Les amateurs de mode ont forcément vu September Issue, le documentaire consacré à Anna Wintour qui même à Moscou est plus connue qu’Anna Karénine. Si le diable ne s’habille pas qu’en Prada, ses choix de mode ont une influence capitale sur le style. Dans le documentaire, une petite phrase change à jamais la perception de la saison (hiver 2009) à défaut de changer la vie : « Le nouveau manteau, c’est la veste. »
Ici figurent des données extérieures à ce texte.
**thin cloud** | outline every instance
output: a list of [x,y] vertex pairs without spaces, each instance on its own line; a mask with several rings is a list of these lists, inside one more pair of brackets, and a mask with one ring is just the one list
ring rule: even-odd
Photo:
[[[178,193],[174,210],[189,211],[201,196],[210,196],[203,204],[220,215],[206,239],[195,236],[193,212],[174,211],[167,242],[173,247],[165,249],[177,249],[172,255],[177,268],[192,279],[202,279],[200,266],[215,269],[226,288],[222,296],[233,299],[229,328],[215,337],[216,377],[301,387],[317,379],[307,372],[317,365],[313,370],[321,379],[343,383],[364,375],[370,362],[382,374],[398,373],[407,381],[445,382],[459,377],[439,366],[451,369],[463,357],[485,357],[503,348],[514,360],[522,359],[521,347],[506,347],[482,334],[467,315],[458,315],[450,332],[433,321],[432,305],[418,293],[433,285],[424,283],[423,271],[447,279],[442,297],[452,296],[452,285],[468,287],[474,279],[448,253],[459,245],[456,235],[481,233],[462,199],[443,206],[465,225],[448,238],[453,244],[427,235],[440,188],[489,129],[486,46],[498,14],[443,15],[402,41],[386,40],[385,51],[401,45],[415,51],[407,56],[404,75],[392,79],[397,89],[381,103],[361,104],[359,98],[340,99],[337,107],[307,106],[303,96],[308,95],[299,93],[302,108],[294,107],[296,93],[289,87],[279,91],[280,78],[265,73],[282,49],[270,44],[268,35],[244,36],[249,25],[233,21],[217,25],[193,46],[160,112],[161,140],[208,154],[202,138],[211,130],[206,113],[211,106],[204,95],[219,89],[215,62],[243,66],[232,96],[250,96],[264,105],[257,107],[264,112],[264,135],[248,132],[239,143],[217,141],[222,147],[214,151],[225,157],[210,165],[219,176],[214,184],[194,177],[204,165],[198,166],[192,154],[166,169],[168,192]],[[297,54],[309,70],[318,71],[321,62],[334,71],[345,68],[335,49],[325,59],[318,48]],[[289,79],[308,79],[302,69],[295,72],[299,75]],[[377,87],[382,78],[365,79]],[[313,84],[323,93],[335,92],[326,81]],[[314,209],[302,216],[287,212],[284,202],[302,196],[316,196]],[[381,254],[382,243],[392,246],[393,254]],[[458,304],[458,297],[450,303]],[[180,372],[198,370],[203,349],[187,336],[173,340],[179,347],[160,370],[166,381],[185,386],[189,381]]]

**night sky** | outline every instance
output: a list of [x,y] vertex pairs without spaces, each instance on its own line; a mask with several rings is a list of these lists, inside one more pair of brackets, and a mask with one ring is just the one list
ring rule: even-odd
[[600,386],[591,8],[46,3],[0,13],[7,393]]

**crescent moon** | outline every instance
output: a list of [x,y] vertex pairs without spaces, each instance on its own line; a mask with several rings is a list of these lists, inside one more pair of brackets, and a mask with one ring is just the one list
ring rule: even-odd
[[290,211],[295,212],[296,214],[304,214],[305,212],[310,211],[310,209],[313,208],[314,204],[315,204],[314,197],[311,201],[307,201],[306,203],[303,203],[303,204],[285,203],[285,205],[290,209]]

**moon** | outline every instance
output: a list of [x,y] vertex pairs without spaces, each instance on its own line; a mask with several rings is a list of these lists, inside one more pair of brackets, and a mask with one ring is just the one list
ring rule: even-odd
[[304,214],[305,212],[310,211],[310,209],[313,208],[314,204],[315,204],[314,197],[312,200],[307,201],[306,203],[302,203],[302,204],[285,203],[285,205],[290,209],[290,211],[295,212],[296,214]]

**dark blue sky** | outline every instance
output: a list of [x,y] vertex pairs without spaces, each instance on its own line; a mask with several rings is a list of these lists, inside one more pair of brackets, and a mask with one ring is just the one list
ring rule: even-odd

Les coulisses du Vogue US se révèlent aussi être les coulisses de l’industrie avec des coups de pouce donnés à de jeunes créateurs. Les carrières pourraient-elles se faire ou se déliter sur un hochement de tête ? Créateurs toisés du regard, petites phrases cinglantes, silences à couper au ciseau font froid dans le dos de la mode. A presque l’opposé, la rédactrice mode Grace Coddington tire son épingle du jeu ; elle choisit les silhouettes les plus fortes, l’extravagance… et là on retrouve plus l’esprit du Vogue de Diana Vreeland que la machine économique qu’est le titre aujourd’hui. André Léon Talley (qui intervient dans le documentaire pour parler de son régime en s’essoufflant au tennis avec son équipement logotomisé) avait déclaré à la presse qu’à Paris il n’y avait que 20 défilés à voir (élégant pour les 80 laissés pour compte). Les choix de défilés du Vogue correspondent-ils à la création ou au poids des annonceurs qui permettent à la machine de maintenir son plein régime ? Cette année Anna Wintour s’est même rendue à Londres (le net l’a aperçue à un défilé avec des mules plates et se demande avec angoisse si c’est la fin des talons hauts !). Trois petits tours à Paris et retour à New York où Condé Nast venait d’annoncer la fermeture de quatre titres (Gourmet, Cookie, Modern Bride et Elegant Bride). Et dans les premiers rangs ne figurait plus casque blond et lunettes noires ; un seul être manque et les défilés semblent dépeuplés.